Saint Name: St Arsenius the Great
Place: Rome
Birth: 350
Death: 445
Feast: July 19
St Arsenius the Great who was born on 350 in Rome was a Roman imperial tutor who became an anchorite in Egypt, one of the most highly regarded of the Desert Fathers, whose teachings were greatly influential on the development of asceticism and the contemplative life.
Arsenius studied with St. John the Dwarf and became a hermit in the desert of Egypt. In 434, he left Skete and went to the rock of Troe, near Memphis, Egypt, and to the island of Canopus near Alexandria.

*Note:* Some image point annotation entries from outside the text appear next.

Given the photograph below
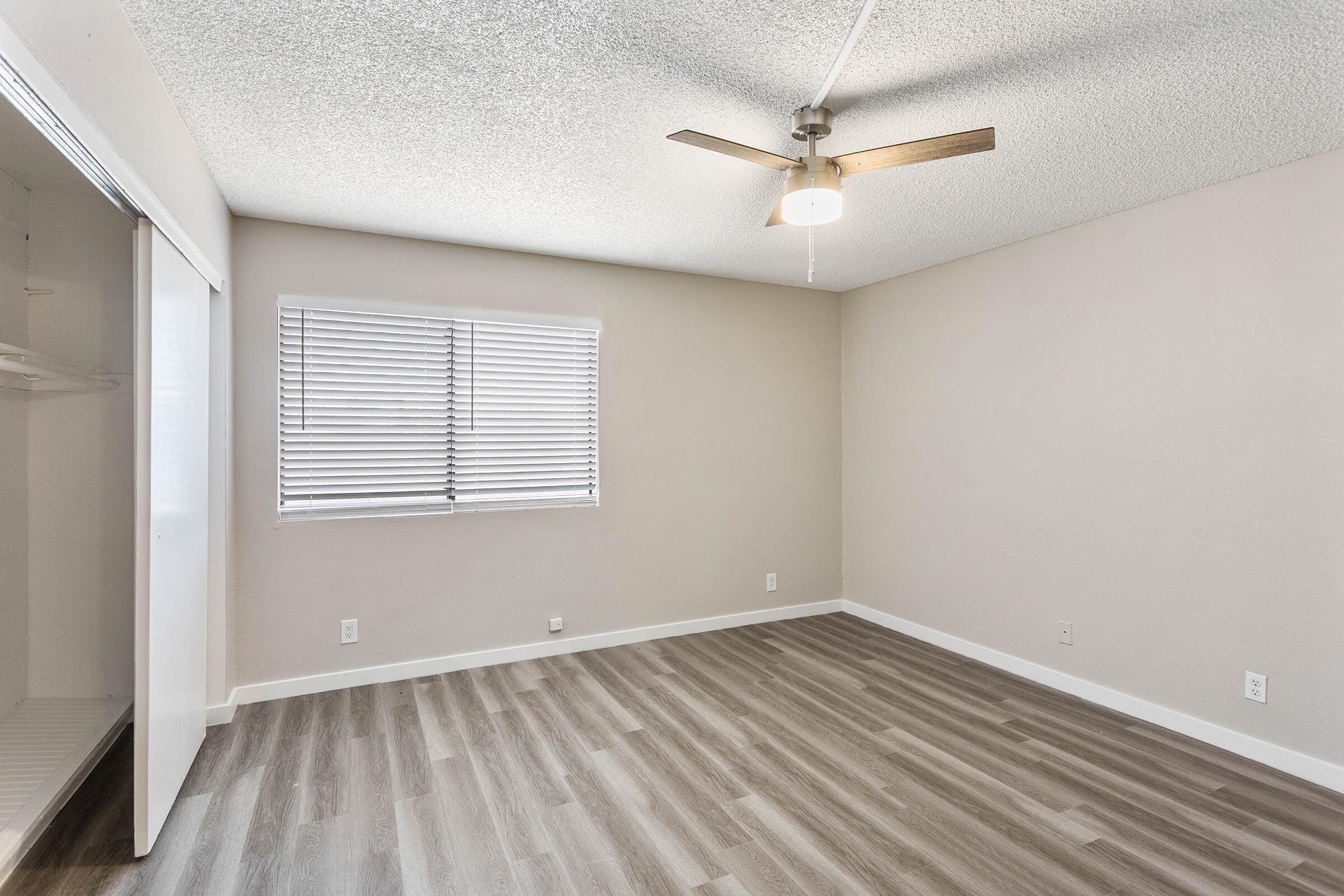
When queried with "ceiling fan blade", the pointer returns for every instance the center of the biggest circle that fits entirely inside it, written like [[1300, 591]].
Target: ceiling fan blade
[[917, 151], [738, 151]]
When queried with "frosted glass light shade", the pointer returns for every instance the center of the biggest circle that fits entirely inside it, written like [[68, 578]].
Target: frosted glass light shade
[[812, 206]]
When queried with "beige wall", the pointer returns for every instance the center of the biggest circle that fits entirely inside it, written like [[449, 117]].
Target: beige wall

Sometime around the year 400 he joined the desert monks at Scetes, Egypt, and asked to be admitted among the solitaries who dwelt there. Saint John the Dwarf, to whose cell he was conducted, though previously warned of the quality of his visitor, took no notice of him and left him standing by himself while he invited the rest to sit down at the table. When the repast was half finished he threw down some bread before him, bidding him with an air of indifference eat if he would. Arsenius meekly picked up the bread and ate, sitting on the ground. Satisfied with this proof of humility, St. John kept him under his direction. The new solitary was from the first most exemplary yet unwittingly retained certain of his old habits, such as sitting cross-legged or laying one foot over the other. Noticing this, the abbot requested some one to imitate Arsenius's posture at the next gathering of the brethren, and upon his doing so, forthwith rebuked him publicly. Arsenius took the hint and corrected himself.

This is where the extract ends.